In our community outreach, we heard many comments about urban sprawl, the strain on the transportation network, and the inability to focus our city’s limited resources. Because our growth has exceeded our capacity to serve, the city council engaged the services of professional consultants to evaluate our comprehensive plan with particular attention on the capital facilities, housing and transportation elements, and the size and shape of our Urban Growth Area. The analysis that was brought forward was an in-depth analysis that actually opened our eyes and our city council members’ eyes to the fact the city is woefully behind in its planning.

The city is required to design a UGA to include areas and densities sufficient to permit the urban growth that is projected to occur in the city for the succeeding 20‐year period, based upon our population projection assigned by the Washington State Office of Financial Management. To provide for growth, the city needed a thorough understanding of what land was realistically developable, available and suitable for growth within our community. The analysis of our UGA revealed that it was oversized and unsustainable.
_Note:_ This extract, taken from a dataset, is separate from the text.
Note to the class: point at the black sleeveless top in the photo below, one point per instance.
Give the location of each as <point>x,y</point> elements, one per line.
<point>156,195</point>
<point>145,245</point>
Here are the words of the Department of Transportation: “The city’s new land capacity analysis is quite noteworthy and is a foundational element of strong community planning. As other state agencies have noted, development-related decisions have long-lasting impacts to the transportation system, other capital facilities, city budgets and your residents’ quality of life. Accommodating projected growth in a compact land use pattern with appropriate market-based contingencies, is a key step in minimizing up-front capital costs and ongoing operation and maintenance costs for all components of a multi-modal transportation system. Accordingly, WSDOT supports the recommendation to ‘identify portions of the unincorporated UGA (urban growth area) where it will be difficult to extend urban services within the planning period and consider such areas for removal from the UGA.’”

And they identify additional analysis that needs to be conducted: “WSDOT appreciates the inclusion of information from various transportation planning efforts, including ongoing studies for Mae Valley and Yonezawa Boulevard. However RCW 36.70a.070(6) specifies broader content requirements for the transportation element, including the following:

• ‘Estimated traffic impacts to state-owned transportation facilities resulting from land use assumptions …

• Specific actions and requirements for bringing into compliance locally owned transportation facilities … that are below established level of service standards ...

• Forecasts of traffic for at least ten years based on the adopted land use plan … ’”

As a result of state GMA requirements, the Comprehensive Plan identifies a number of areas where we are deficient and additional planning is required, and therefore there should be consideration of “right sizing” the UGA to where the city has facilities and then the city should be planning for the growth and how it will be financed.

This community knows we are struggling with balancing the competing demands on our public facilities and resources. The Love’s project is illustrative of the impacts that growth has. We heard your voices, and the city council made a very difficult decision to support a down-sized UGA in order to permit the city’s infrastructure and resources to catch up with growth, and so we know how we will finance future growth without impacting the levels of service to current residents.

The numbers in our Capital Facilities Plan are telling – staff has identified $298 million in expected capital costs over the next 20 years, but the city’s projected revenues during that same period falls short at $218 million. We have our work cut out for us.